I can’t remember how many years it’s been since the first signs telling how long it is until the next 1, 2, 3, 4, 5 or 6 train arrives. I know it was at least 30 years after Washington did it. And that it would be nice if those signs finally made it to all of the lines.

But as I pointed out Wednesday, the subway system’s problem isn’t just that it’s old and falling apart.

Mass transit requires more than just giving some jobs to maintenance people.

It requires imagination. It requires the same level of innovation that has, in my lifetime, changed what people do in train cars from reading the newspaper to watching a news conference live on a handheld device.

That, Gov. Cuomo, should be on the agenda.

It’s the 21st century. Let’s ride like it.

5. I don’t want to belabor the points I made Tuesday about CNN.

Suffice to say, I still think it was wrong for the network to – and I’ll use CNN’s terminology – accept the resignations of three members of the investigative team over a less-than-thoroughly-vetted story about a Trump associate.

Trump and his sycophants have trumpeted what happened to these guys, one of whom is a friend and former boss.

And if you thought the Trumpistas had some sort of moral compass to acknowledge the sacrifice of these men and the network, fuggedaboutit. There are some who think it emboldened the cetriolo in the White House to tweet out his attack on MSNBC’s Mika Brzezinski and Joe Scarborough yesterday – particularly after Scarborough had the nerve to defend CNN’s people in a tweet the day before.

But there’s one other point I want to make.

When Trump screams about how CNN is fake news, is he referring to Arwa Damon? Who has risked her life in the Middle East so that Americans know what the hell is going on in the hell of places such as Cairo and Mosul?

When Trump’s White House touts supposed CNN-damaging video by a fraud such as James O’Keefe, does it realize O’Keefe would get spontaneous diarrhea if he were in anything like the situations Damon faces on a daily basis?

And Damon is just the latest in a long line of CNN journalists – on camera, running the camera or behind the scenes – who have put their lives at risk to show the world as it is.

When you walk through the doors of CNN – in New York, in Atlanta, in Washington, in London and everywhere else – you carry with you the knowledge that you’re on the same team as people with the guts of a Christiane Amanpour or a Nic Robertson.

You can certainly criticize CNN sometimes. In recent years, it seems a little too focused on the horse race of politics, and not enough on the issues.
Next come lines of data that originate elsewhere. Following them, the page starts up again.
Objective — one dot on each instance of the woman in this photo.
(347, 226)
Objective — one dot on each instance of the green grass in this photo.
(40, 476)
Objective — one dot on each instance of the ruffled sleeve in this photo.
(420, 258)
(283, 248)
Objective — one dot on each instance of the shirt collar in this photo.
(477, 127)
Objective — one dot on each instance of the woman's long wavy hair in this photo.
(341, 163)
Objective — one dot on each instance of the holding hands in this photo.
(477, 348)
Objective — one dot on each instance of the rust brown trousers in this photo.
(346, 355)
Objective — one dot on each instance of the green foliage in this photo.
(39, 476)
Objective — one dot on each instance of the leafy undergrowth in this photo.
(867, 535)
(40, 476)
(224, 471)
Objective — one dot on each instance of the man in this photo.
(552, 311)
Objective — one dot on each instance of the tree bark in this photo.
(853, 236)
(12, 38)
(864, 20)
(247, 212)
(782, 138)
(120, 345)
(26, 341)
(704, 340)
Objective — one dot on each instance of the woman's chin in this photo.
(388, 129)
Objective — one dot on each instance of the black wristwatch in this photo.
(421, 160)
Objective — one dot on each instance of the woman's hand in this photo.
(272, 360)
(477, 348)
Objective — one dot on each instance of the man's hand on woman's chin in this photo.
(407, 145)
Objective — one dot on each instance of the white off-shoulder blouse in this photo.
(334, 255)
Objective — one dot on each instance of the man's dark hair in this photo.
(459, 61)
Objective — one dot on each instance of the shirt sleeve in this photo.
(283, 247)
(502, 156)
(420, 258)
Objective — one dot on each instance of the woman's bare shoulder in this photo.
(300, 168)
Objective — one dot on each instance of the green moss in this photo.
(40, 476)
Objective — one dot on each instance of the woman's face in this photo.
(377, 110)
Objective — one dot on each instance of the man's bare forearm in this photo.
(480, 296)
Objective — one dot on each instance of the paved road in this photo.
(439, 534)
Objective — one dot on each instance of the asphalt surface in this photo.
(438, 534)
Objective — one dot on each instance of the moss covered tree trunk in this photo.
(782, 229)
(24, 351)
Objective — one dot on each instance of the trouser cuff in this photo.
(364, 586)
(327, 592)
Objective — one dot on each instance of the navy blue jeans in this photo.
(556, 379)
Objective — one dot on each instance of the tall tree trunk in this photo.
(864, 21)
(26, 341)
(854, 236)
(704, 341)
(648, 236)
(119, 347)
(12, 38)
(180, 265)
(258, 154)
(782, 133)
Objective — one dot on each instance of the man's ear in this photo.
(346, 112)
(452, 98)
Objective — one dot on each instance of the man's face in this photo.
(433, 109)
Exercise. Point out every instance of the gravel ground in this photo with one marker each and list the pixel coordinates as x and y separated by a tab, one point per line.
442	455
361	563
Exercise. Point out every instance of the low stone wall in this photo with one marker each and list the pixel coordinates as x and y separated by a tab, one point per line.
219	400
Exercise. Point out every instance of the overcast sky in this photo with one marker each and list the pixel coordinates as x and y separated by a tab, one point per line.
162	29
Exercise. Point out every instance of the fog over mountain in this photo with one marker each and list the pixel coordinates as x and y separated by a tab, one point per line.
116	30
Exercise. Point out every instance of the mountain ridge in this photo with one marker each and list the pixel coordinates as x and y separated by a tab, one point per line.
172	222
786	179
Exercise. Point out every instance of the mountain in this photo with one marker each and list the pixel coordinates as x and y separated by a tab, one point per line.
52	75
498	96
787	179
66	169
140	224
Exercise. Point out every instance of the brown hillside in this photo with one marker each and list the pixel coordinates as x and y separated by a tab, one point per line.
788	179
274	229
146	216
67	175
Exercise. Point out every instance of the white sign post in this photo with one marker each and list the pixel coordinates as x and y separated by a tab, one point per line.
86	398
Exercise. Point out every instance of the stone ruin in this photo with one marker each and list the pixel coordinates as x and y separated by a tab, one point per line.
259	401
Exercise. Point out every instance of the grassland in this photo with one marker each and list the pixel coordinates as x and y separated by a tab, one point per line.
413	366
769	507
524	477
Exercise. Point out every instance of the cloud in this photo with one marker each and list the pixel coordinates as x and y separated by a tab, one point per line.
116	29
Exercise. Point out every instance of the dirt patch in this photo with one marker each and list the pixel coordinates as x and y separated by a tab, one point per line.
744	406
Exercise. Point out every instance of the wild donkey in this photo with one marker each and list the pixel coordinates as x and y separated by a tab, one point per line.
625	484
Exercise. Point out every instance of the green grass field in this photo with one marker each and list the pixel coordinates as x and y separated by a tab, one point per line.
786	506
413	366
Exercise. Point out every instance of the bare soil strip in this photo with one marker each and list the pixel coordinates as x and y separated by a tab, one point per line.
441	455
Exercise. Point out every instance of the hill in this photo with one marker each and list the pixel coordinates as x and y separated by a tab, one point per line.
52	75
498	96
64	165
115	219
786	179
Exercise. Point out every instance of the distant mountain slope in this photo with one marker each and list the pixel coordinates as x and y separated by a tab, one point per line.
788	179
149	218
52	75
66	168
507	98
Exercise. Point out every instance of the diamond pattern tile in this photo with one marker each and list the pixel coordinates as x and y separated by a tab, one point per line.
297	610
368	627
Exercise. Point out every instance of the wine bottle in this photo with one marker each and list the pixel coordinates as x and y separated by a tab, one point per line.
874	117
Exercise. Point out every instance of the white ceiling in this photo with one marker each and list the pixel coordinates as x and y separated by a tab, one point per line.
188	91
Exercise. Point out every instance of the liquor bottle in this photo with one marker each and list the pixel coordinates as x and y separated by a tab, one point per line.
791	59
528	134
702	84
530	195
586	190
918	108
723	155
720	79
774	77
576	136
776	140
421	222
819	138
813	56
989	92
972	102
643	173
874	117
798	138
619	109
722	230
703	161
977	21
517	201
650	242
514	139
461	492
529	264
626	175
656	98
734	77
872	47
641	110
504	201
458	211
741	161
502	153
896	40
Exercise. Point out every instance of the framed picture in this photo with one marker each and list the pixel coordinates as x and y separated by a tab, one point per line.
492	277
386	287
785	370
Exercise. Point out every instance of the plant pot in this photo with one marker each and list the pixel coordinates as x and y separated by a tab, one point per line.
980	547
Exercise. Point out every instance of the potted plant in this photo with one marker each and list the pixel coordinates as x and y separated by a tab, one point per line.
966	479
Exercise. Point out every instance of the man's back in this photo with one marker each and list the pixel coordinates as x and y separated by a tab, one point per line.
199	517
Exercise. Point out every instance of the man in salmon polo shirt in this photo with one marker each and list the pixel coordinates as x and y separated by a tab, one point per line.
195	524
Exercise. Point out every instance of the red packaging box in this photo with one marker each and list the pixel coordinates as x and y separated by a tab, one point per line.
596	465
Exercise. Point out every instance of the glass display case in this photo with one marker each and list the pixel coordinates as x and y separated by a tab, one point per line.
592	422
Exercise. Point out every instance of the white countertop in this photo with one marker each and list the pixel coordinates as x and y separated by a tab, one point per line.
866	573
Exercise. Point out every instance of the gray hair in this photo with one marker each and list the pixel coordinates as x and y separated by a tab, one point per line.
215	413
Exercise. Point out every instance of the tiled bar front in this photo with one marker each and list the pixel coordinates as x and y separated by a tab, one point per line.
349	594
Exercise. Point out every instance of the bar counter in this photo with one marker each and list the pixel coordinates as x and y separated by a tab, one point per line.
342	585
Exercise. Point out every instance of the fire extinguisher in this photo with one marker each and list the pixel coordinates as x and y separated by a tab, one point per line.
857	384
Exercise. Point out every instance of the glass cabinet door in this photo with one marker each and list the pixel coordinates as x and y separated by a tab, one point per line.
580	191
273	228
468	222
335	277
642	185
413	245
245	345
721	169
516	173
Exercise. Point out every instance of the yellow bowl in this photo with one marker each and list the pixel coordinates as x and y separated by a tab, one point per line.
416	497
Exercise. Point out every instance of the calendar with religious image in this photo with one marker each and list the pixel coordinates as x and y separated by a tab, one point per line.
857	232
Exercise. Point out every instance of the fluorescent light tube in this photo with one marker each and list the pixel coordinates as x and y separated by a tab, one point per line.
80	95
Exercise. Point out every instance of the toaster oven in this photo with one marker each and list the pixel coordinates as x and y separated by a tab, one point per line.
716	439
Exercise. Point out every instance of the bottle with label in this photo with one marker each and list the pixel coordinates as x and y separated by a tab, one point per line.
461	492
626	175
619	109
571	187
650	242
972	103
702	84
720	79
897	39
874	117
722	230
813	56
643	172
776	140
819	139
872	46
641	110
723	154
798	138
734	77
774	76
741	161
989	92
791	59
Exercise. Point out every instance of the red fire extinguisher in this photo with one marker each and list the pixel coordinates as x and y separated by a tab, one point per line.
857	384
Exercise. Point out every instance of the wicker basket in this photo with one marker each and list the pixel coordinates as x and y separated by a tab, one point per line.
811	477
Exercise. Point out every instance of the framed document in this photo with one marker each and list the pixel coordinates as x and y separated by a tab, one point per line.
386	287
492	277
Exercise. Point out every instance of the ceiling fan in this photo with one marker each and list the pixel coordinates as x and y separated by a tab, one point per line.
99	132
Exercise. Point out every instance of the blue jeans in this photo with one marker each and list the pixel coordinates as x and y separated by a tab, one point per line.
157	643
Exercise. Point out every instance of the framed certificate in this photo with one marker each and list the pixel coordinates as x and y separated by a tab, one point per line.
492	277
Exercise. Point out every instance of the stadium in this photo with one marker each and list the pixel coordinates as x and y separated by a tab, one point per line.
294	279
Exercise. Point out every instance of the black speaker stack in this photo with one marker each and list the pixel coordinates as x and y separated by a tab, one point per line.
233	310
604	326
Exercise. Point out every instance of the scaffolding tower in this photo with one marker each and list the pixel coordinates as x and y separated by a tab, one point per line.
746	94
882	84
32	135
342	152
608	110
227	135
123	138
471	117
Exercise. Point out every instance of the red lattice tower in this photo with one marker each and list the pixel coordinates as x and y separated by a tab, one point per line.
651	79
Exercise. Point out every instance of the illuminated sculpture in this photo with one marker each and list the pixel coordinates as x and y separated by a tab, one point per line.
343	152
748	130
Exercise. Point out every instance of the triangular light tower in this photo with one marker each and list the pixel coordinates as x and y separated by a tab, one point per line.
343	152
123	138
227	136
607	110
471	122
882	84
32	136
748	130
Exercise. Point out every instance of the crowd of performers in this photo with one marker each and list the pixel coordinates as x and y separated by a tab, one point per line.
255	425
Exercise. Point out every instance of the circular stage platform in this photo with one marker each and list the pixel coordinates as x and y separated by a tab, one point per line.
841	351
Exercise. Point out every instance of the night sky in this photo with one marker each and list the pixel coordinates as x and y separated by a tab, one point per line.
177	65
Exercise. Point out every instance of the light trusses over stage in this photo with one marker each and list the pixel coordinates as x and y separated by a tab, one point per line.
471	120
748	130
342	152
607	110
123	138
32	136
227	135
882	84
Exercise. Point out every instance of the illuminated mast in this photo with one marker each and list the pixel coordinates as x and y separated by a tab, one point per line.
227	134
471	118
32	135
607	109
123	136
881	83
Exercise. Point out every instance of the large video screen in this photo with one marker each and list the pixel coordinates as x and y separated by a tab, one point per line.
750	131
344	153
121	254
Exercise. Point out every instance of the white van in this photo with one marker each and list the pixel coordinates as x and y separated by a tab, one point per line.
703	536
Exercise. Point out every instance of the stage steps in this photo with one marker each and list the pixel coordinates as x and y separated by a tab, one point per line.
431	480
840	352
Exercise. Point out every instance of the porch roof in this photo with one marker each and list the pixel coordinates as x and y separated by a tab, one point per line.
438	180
I go crazy when I see a lot of talking heads on the air, too.

But CNN has, since its inception in 1980, tried to be the network of record. And whether that record pertains to something easy, like a political speech, or something hard, like sending a reporter into an area where a nuclear power plant has failed, it has made an effort that other legitimate journalists admire.

Earlier this week, my daughter delivered on her Father’s Day gift, taking me to the Tony award-winning play “Oslo.”  It’s about the secret process in which Israel and the Palestine Liberation Organization engaged that resulted in the 1994 peace agreement.

At one point, an Israeli official yells about how the world is watching CNN show the slaying of Palestinian children by security forces in Gaza. And how that makes Israel look like a demon in the eyes of the world.

That is CNN’s power. That is the pride of the people who work there.

To call it fake insults them all. Including me, and I’m not there anymore.

And it’s a key part of Trump’s strategy – discredit CNN, and people will believe what they want to believe. Which for Trump’s supporters means whatever he tells them.

But a phony from Queens won’t succeed at hurting CNN. Only CNN can do that to itself. Holding itself accountable is right. Cutting away the people who make it great as a matter of political expedience isn’t.